Perhaps the alcohol clouded their minds and kept them from realizing
this simple fact?

Ah, but that wouldn't have been a "simple fact" to anyone born before medical science had progressed past leeches and phrenology. :\

That's absurd. Of course it is a simple, timeless fact as long as humans have had coats and alcohol.

That's an interesting assertion and I'd like to see the evidence you have to support it. If you can point me to reference materials indicating that there were experiments performed (or even observations made) as recently as 200 years ago, I'd be most intrigued by them, and would accept them as evidence to support your claim that alcohol's non-warming effects were known to contemporaries of (e.g.) Ben Franklin.


Otherwise I think I'll have to continue with my view that, until medicine became a science, there was no knowledge in the human species that alcohol didn't warm the body.

Because alcohol *does* cause a sensation of warmth, it was associated
with being warm for centuries, and even today it's used for the
purpose of "warming up"

Apparently by people whose minds are numbed, possibly from alcohol or hypothermia.

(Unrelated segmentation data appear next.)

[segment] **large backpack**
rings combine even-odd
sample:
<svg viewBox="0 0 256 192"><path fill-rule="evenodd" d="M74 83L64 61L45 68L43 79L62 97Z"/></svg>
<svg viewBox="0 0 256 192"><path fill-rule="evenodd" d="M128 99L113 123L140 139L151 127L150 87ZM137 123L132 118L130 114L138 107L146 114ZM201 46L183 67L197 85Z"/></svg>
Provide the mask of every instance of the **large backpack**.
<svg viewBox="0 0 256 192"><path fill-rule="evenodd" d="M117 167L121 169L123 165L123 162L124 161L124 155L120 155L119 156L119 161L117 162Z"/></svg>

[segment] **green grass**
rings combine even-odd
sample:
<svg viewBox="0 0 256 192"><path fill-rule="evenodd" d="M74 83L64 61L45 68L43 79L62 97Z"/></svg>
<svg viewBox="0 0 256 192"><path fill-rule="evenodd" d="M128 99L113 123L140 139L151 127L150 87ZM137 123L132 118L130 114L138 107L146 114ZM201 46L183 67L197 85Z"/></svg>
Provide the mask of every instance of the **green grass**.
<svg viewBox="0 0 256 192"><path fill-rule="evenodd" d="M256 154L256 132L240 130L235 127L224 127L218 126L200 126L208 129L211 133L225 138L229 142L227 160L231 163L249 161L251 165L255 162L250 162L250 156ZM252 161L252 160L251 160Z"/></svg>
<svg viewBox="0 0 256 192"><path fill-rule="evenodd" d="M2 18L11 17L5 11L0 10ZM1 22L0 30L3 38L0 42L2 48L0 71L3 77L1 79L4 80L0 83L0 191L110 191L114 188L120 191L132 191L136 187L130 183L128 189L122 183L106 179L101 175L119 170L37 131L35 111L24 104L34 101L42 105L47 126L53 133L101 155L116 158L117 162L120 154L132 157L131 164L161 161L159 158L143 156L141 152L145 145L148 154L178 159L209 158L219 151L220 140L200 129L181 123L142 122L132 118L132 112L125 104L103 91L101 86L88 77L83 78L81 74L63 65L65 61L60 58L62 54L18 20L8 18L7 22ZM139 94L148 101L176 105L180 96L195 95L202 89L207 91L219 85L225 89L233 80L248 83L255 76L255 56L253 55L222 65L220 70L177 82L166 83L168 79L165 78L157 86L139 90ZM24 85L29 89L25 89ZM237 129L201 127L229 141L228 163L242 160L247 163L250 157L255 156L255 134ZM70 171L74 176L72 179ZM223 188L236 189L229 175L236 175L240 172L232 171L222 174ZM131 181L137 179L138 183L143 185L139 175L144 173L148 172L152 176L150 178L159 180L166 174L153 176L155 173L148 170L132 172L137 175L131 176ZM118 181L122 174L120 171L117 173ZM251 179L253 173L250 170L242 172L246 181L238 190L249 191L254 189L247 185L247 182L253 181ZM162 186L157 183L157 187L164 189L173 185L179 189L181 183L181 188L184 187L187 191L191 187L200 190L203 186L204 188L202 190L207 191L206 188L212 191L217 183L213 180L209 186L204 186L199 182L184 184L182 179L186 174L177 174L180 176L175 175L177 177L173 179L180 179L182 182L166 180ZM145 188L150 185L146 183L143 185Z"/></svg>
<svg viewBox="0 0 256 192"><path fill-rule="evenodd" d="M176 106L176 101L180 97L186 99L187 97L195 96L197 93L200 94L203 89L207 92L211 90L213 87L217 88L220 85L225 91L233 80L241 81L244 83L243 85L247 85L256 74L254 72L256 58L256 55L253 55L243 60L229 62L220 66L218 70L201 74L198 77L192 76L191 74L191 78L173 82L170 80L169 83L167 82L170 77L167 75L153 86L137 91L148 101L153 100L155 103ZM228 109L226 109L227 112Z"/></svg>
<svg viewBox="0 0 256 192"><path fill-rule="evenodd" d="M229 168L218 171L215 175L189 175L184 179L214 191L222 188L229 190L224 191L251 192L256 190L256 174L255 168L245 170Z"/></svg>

Well, yes, generally -- as I mentioned, they're long on ice-fishing tales.


I'm still curious about the "immoral" aspect of giving booze to kids,
though (and I can't recall who said it was)

Fool

Hey, if you're going to resort to name-calling... :D

(I know what you meant.)

I find it an interesting assertion, one that needs some support before
I can accept it as even being a point that can be argued. At least as
a blanket, all-inclusive and arbitrary declaration.

How about cigarettes? Cocaine? LSD? Marijuana?

This is interesting as well; are you seriously suggesting that cocaine and alcohol are equivalent substances? That LSD and weed can be lumped into the same categories? Ethical concerns dealing with giving *any* such things to kids aside, that strikes me as a rather harsh perspective.


Perhaps you're aware of data that I'm not, data that suggests the effects of acid are fundamentally identical to those of, for instance, beer (or watered wine). If so, I'd like to know where you came by that information as well, and whether you're an activist agitating to add alcohol and tobacco to controlled substance lists like the other items you've listed.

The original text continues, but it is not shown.